When Ptolemy returns to Mauretania, Juba II makes Ptolemy his co-ruler and successor.
Coinage has survived from Juba II’s co-rule with his son.
On coinage, on one side there is a central bust of Juba II with his title in Latin ‘King Juba’.
On the other side there is a central bust of Ptolemy and the inscription stating in Latin ‘King Ptolemy son of Juba’.
Juba II dies in 23 and is placed with Cleopatra Selene II in the Royal Mausoleum of Mauretania; Ptolemy becomes the sole ruler of Mauretania.
Ptolemy, like his father, appears to be a patron of art, learning, literature and sports.
In Athens, Greece, statues are erected to Juba II and Ptolemy in a gymnasium in Athens and a statue is erected in Ptolemy’s honor in reference to his taste in literature.
Ptolemy dedicates statues of himself on the Acropolis.
The Athenians honor Ptolemy and his family with inscriptions dedicated to them, which reveals that the Athenians have respect towards the Roman Client Monarchs and their families, a civic practice common in the first century.
The local Berber tribes, the Numidian Tacfarinas and Garamantes, had in 17 begun a revolt against the Kingdom of Mauretania and Rome.
The war has ravaged North Africa; Berbers, including former slaves from Ptolemy’s household, have joined in the revolt.
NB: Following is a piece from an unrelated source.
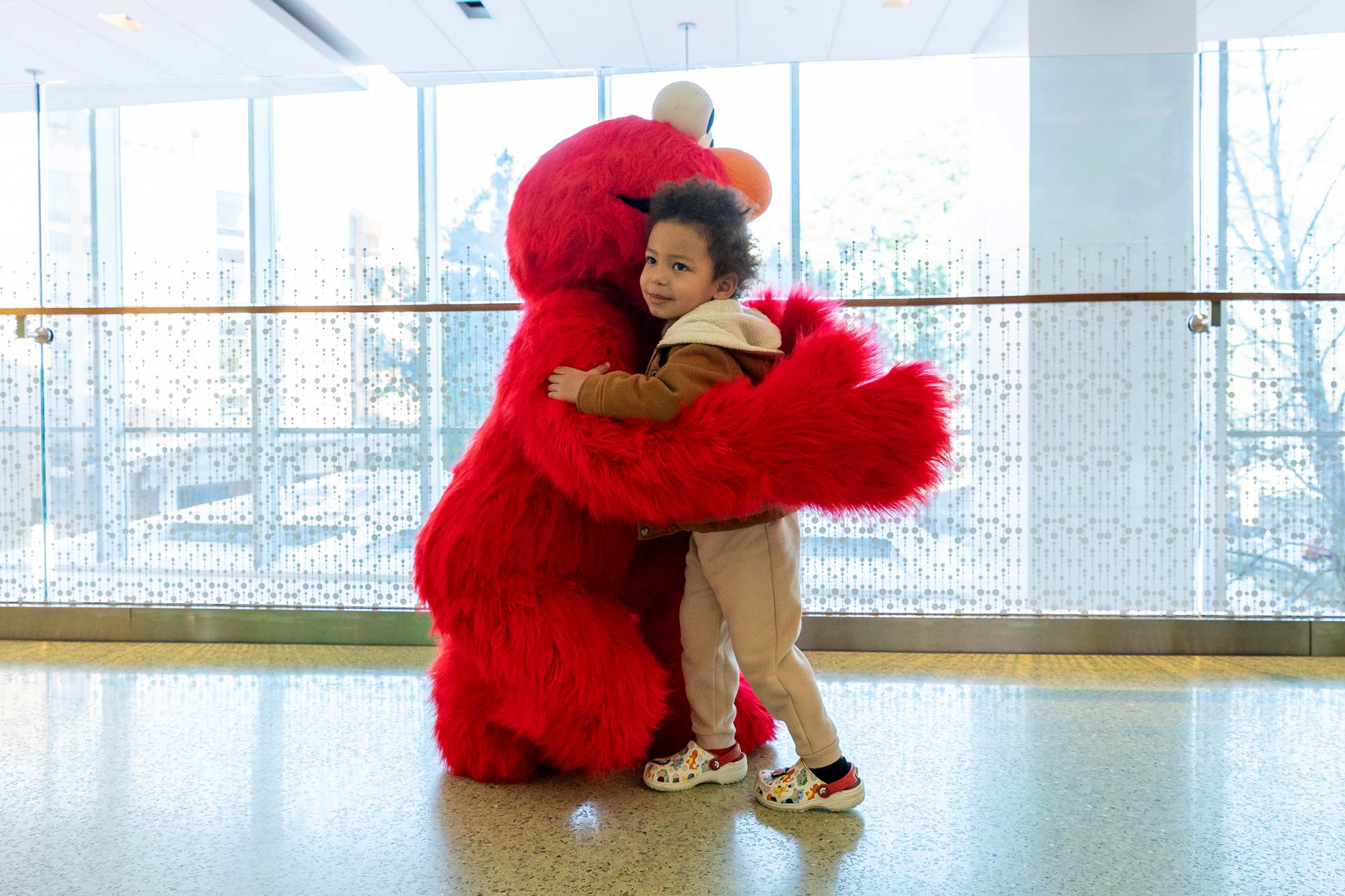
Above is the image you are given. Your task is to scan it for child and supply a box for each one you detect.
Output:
[547,177,863,811]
As Ptolemy’s military campaigns are unsuccessful in ending the revolt, he summons the Roman Governor of Africa, Publius Cornelius Dolobella and his army to assist him.
The war finally ends in 24.
Although Ptolemy’s army and the Romans are the victors, both sides have suffered considerable losses of infantry and cavalry.
The Roman Senate, impressed by Ptolemy’s loyal conduct, sends a Roman Senator, who greets Ptolemy as king, ally and friend and awards him an ivory scepter, and an embroidered triumphal robe, a traditional recognition and reward by Rome to her allies.